Friday, May 11, 2007

A comparison between US and Israel when poor leaders are in charge.

I love America And Israel. (And France and Italy and Britain and Canada, but let's not complicate things too much.) I love the things we share and the things that distinguish us as separate. We practice different forms of democracy—ours based on principles of separation of powers, theirs a hodgepodge of forms including elements that would be familiar in France (multiple parties and separate elections for the legislature and head of government); the Netherlands (proportional representation); British (virtually independent cabinet ministers and an unwritten constitution). We both have trouble controlling our borders, and each has a dominant religion, though we both practice forms of religious pluralism. We both have incompetent leaders who got us into lost/losing unnecessary wars. (It is an historical truism that if you are going to get your country involved in a war of choice, you may as well win.)

And the differences? In America we pretend that religion has no place in secular society despite “In God we trust” and “one nation under God” and crèches on public property and menorah lightings in state houses; Israel pretends to be a secular society independent of its official religion until the rabbinical authorities assert their control over everyday life (see Alison Golub's occasional columns on the perils and pitfalls of trying to prove you are Jewish enough to get married in a theocracy).

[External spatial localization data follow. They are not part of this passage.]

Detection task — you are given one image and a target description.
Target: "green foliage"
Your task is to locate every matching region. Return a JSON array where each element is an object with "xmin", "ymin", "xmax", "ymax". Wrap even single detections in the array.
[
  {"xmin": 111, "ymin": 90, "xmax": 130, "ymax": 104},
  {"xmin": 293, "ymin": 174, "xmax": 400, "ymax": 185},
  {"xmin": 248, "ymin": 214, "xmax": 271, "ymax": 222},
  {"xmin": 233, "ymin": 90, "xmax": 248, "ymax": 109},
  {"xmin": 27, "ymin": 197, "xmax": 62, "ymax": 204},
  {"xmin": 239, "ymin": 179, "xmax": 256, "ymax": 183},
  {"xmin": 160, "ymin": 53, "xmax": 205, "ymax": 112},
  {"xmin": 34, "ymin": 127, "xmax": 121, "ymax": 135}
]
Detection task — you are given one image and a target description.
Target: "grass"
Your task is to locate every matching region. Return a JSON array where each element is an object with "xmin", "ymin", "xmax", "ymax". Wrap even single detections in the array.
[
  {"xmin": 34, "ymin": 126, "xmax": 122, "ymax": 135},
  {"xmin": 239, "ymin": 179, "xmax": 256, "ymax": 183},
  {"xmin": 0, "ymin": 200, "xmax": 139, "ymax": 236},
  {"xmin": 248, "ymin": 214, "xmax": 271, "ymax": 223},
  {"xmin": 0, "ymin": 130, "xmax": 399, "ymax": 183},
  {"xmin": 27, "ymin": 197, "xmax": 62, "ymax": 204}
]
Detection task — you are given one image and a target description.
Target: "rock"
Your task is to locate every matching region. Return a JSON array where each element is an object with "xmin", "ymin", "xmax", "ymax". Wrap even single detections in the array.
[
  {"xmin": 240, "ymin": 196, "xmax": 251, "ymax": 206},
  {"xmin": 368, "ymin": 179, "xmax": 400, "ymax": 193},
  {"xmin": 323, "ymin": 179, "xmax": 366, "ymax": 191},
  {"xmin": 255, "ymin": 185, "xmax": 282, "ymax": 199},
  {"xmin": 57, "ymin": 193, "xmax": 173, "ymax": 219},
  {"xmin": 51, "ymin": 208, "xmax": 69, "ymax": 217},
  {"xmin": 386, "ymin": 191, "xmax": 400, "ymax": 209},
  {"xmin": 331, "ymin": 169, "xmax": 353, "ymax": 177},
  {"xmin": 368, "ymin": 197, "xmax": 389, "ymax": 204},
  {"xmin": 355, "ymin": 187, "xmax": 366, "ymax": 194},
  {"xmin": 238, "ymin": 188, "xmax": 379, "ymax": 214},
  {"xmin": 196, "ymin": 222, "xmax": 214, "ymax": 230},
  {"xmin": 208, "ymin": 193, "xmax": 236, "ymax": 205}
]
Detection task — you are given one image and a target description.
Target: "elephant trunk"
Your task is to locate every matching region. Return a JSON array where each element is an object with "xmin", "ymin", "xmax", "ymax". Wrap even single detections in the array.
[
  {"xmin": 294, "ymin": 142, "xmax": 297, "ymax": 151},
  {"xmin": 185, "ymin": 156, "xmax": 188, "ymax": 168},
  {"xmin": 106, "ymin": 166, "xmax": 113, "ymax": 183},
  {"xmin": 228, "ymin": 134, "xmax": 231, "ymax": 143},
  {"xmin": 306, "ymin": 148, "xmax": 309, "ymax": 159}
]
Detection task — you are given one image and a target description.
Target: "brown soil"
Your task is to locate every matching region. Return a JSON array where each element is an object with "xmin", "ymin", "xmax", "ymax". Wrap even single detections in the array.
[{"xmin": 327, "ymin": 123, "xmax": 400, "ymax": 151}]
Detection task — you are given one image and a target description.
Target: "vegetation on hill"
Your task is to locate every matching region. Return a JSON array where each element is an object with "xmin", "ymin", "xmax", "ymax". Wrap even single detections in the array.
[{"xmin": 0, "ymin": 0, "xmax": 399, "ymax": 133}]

But a key difference is in the way we can or cannot control the executive power. In America, regardless of how George W. Bush-like the president is, it's almost impossible to get rid of him before his term expires. Yes, congress controls the purse strings (when it wants to) and yes, the president can be impeached and convicted of high crimes and misdemeanors—whatever that means but in fact, unless one rises (sinks?) to the level of Richard Nixon, there's no effective way to remove a president—and even if there were, in our current case we would just be exchanging the puppet for the puppeteer. Congress can override a presidential veto, but the president can run roughshod over the will of 2/3 (minus one) of either house and have his veto sustained. Israel, which is working with an independently elected prime minister avoids the Italian imbroglio of constantly falling governments, but there can be pressure placed on the prime minister to resign even without a formal vote of no-confidence as required in England, for instance.

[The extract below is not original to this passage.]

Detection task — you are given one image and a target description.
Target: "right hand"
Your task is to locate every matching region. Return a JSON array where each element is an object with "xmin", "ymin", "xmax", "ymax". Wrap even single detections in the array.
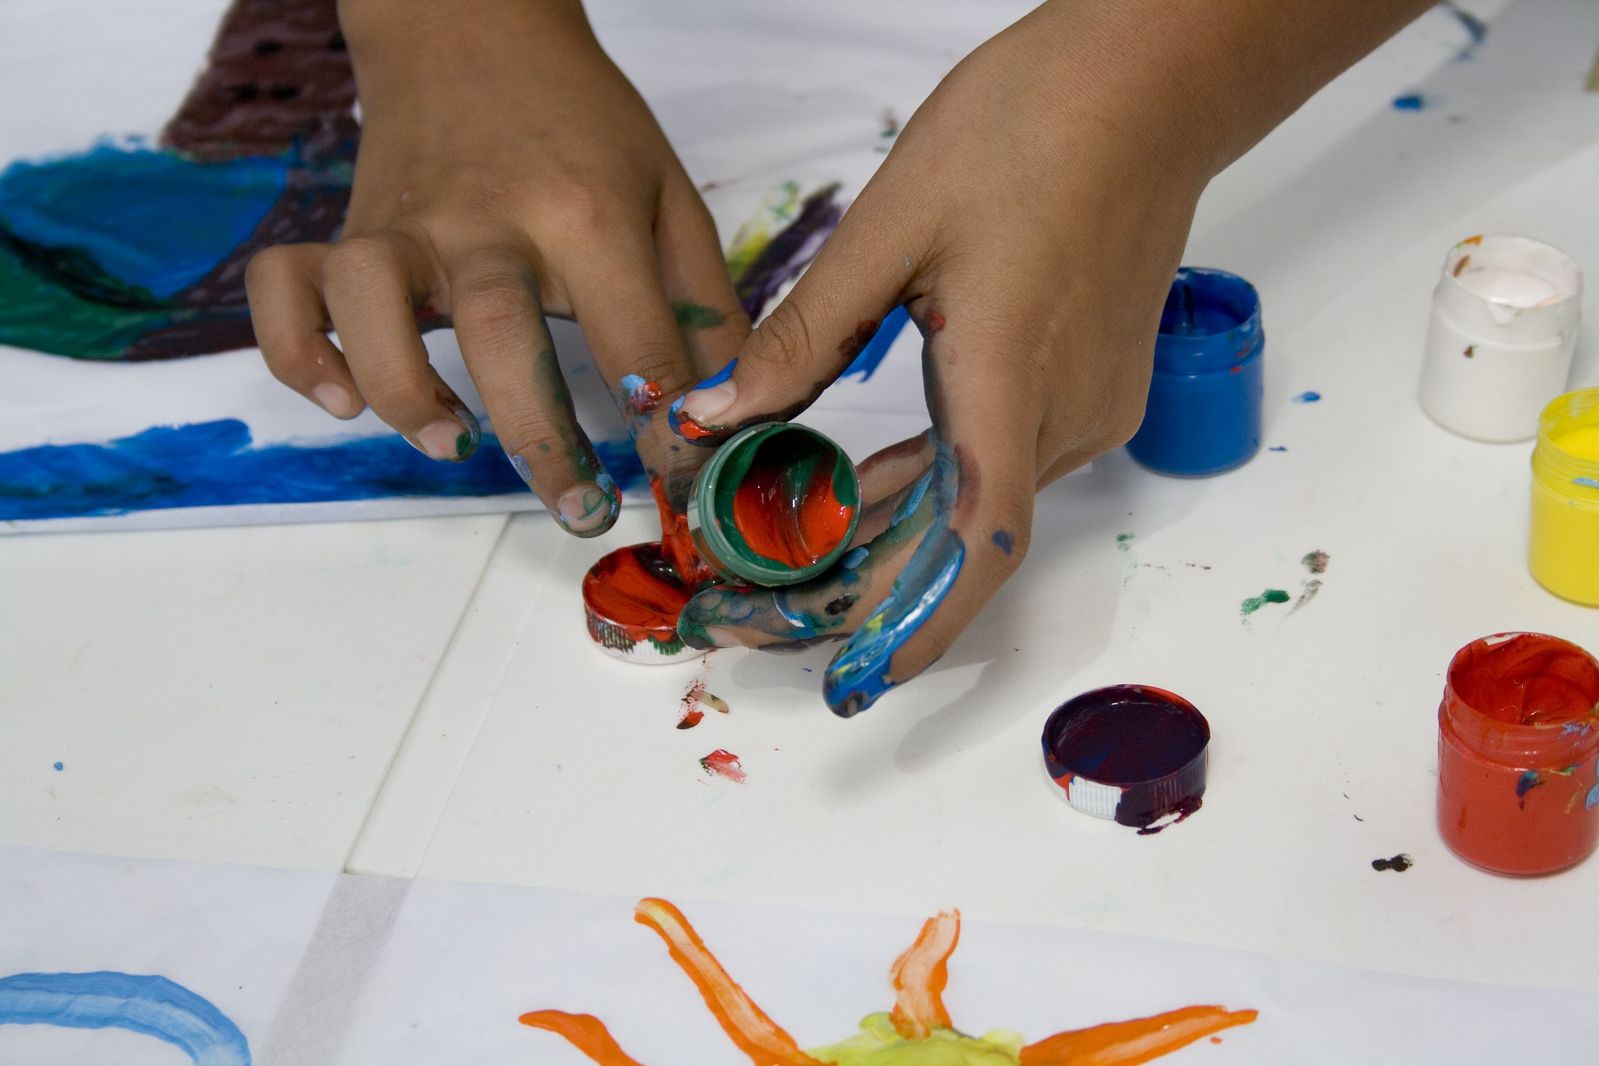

Which inevitably brings us to the two commissions. In America an independent commission of senior legislative, executive and judicial retirees, all of great distinction, from both political parties, studied the origins of the Iraq war and made suggestions as to what to do now. These boiled down to “incompetence” (the generous reading) and “withdraw” respectively. Not wanting to influence the 2006 mid-term elections, the commission withheld its final report until after the polls were closed and the votes were counted and it became obvious to all that the president's policy of imposing democracy in Iraq by bullet was throughly repudiated by the democratic process by ballot. So, what has the president decided to do? Ignore. First he called for a surge of troops (the immediate result of which was the huge increase in civilian and GI deaths) and then he vetoed a congressional spending bill which called for gradual then total withdrawal of American troops. If you read this on May 11 there will still be 610 more days of this administration to endure.

In Israel where a similarly constituted commission, this on the origins and conduct of the war in Lebanon this summer reported that “There are very serious failings in these decisions and the way they were made. We impose the primary responsibility for these failures on the prime minister, the minister of defense and the [outgoing] chief of staff.” By the time you read this the Olmert premiership may already be over. It is a consummation devoutly to be wished. Being an accidental premier can work, but not this time. The man who managed to defeat the sainted Teddy Kollek back in 1993. was and is the wrong man at the wrong time who did the wrong thing. His time may already have come and gone, or perhaps he's still hanging on, but at least in Eretz Yisrael it's possible to change course, to get rid of incompetence and try something new. Here in America, we wait, and wait, and wait and wait. 610 and counting.